5. The method according to claim 4, characterized in that, The step of inputting the feature vector into a lightweight prediction model deployed on the client to obtain the expected interaction intensity of each interactive element on the current page includes: The feature vector is input into the lightweight prediction model to obtain the original output values ​​of each interactive element; The original output value is normalized to obtain the probability value of each interactive element being interacted with, which is used as the expected interaction intensity.

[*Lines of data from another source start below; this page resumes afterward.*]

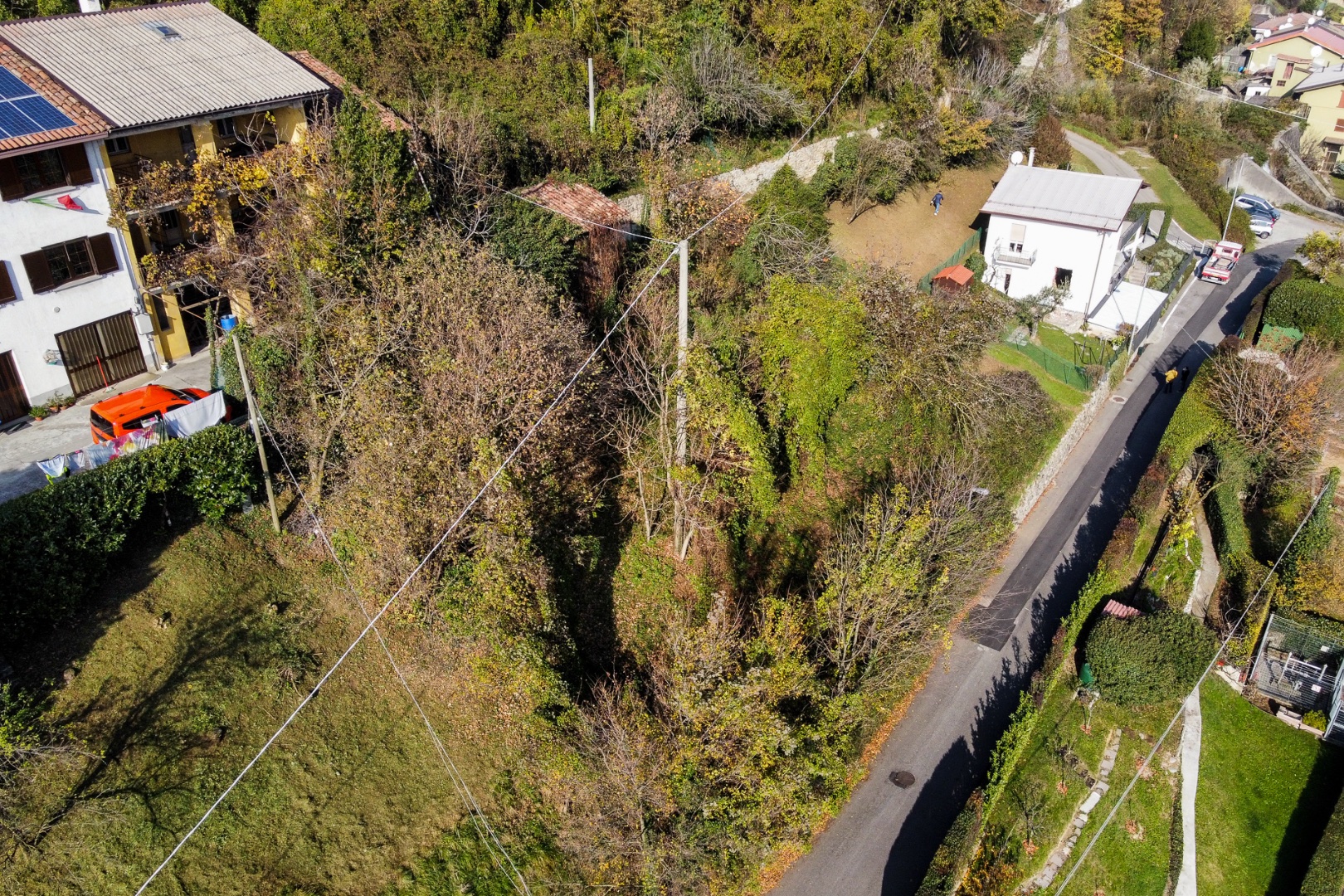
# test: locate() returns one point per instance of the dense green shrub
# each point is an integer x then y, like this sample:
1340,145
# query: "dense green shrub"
56,544
1292,269
1326,874
538,242
1149,659
1311,306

6. The method according to claim 1, characterized in that, When the expected interaction intensity of at least one of the interactive elements meets the preloading condition, the target resource associated with the interactive element that meets the preloading condition is determined according to a predefined resource mapping table, including: Select the top K interactive elements with the highest expected interaction intensity that meet the preloading conditions as high-probability intent elements; From the resource mapping table, the resources associated with each of the high-probability intent elements are queried respectively, and the target resource list is obtained after merging. The resource mapping table is a JSON data structure that records the mapping relationship between the selector of interactive elements and at least one resource to be preloaded.

7. The method according to claim 1, characterized in that, The step of initiating background downloads of each target resource through a preloading scheduler to dynamically preload frontend resources includes: A preloading request is generated for each target resource, and a dynamic priority is assigned to it; wherein the dynamic priority is determined by the expected interaction intensity of the corresponding interactive element and the inherent priority of the target resource marked in the resource mapping table; Preload requests are sent to the browser in descending order of dynamic priority.

8. The method according to claim 7, characterized in that, The method further includes: If the target resource already exists in the browser cache, the creation of a duplicate request will be cancelled before a new preload request is created. Once a new round of predictions is generated, if any interactive element corresponding to a preloading request no longer meets the preloading conditions, the preloading request is immediately terminated.

9. The method according to claim 1, characterized in that, The method further includes: When a user is detected to have a real interaction with any interactive element on the current page, the feature vector generated in the time period before the real interaction and the corresponding real interactive element are used as training samples. The lightweight prediction model is incrementally learned and updated by mixing newly generated training samples with randomly retained historical training samples.

10. A computer program product, characterized in that, The computer program product includes instructions that, when executed on an electronic device, cause the electronic device to perform the method of any one of claims 1 to 9.